Lo stesso vale per i bijinga (ritratti di donne) di Itō Shinsui: immagini costruite su equilibri fragili tra idealizzazione e osservazione, in cui l’anatomia femminile è trattata con una misura quasi calligrafica, senza mai sconfinare nella caricatura erotica che aveva afflitto molte stampe dell’ultimo ukiyo-e. Goyō, dal canto suo, restituisce il corpo e il gesto con una sobrietà tutta interiore, come se cercasse nella superficie dell’immagine una memoria di qualcosa che non può più essere realmente vissuto.
Dal punto di vista storico-critico, la mostra ha il merito di contestualizzare la produzione dello Shinhanga all’interno di un’epoca di profonde trasformazioni: l’arrivo della fotografia, il declino dell’artigianato, la trasformazione dell’arte in bene da esportazione. In effetti, gran parte delle opere vennero realizzate per il mercato occidentale: tirature limitate, carta di pregio, soggetti facilmente leggibili anche da un occhio non giapponese. Questo doppio sguardo — uno interno, nostalgico; l’altro esterno, collezionistico — è l’aspetto più interessante dell’operazione.
L’allestimento non indulge a trovate spettacolari. Le stampe sono esposte con sobrietà, accompagnate da apparati didattici chiari ma non invadenti. Un’intera sezione è dedicata ai materiali e alle tecniche: le matrici in legno, gli inchiostri, le fasi della stampa. Una scelta importante, perché proprio nella lavorazione materiale dello Shinhanga si nasconde la sua identità più autentica: un sapere collettivo, stratificato, profondamente artigianale, che contrasta con l’individualismo dell’artista occidentale moderno.
Sono esposte anche fotografie d’epoca, kimono, oggetti di uso quotidiano, che ricostruiscono il contesto della produzione. Ma ciò che colpisce davvero è il silenzio che queste immagini impongono. Lo Shinhanga è arte del silenzio e del tempo lungo. Ogni foglio è il risultato di un processo misurato, ripetuto, calibrato fino all’estremo. In questo, si rivela come un’arte profondamente reazionaria: non accetta la velocità del nuovo mondo, ma la rifiuta con eleganza. Si affida alla memoria, alla compostezza, al gesto lento.

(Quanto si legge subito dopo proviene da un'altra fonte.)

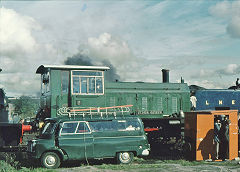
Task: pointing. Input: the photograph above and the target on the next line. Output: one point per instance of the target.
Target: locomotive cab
(67, 85)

È difficile dire se questa sia una “rivoluzione”, come recita il titolo. A mio avviso, si tratta piuttosto di un epilogo consapevole. Lo Shinhanga non cambia la storia dell’arte giapponese, ma la chiude con grazia. È il crepuscolo dell’ukiyo-e, e come tutti i crepuscoli, ha colori più intensi del giorno. Ma è pur sempre un tramonto.
Eppure, proprio per questo, merita attenzione. In tempi di immagini prodotte in serie, di estetiche liquide, di cultura dell’istantaneo, queste stampe ci ricordano che esiste ancora — o che almeno è esistita — un’arte capace di sintesi, misura, e soprattutto di pudore.
Si esce dalla mostra non stupiti, non abbagliati. Ma più silenziosi. E forse un po’ più consapevoli del fatto che anche l’arte, come ogni civiltà, ha bisogno di saper morire con dignità. Lo Shinhanga ce lo insegna con ogni linea, ogni sfumatura, ogni gesto inciso su carta.
E questo, in un mondo che confonde troppo facilmente la novità con il valore, è già una lezione preziosa.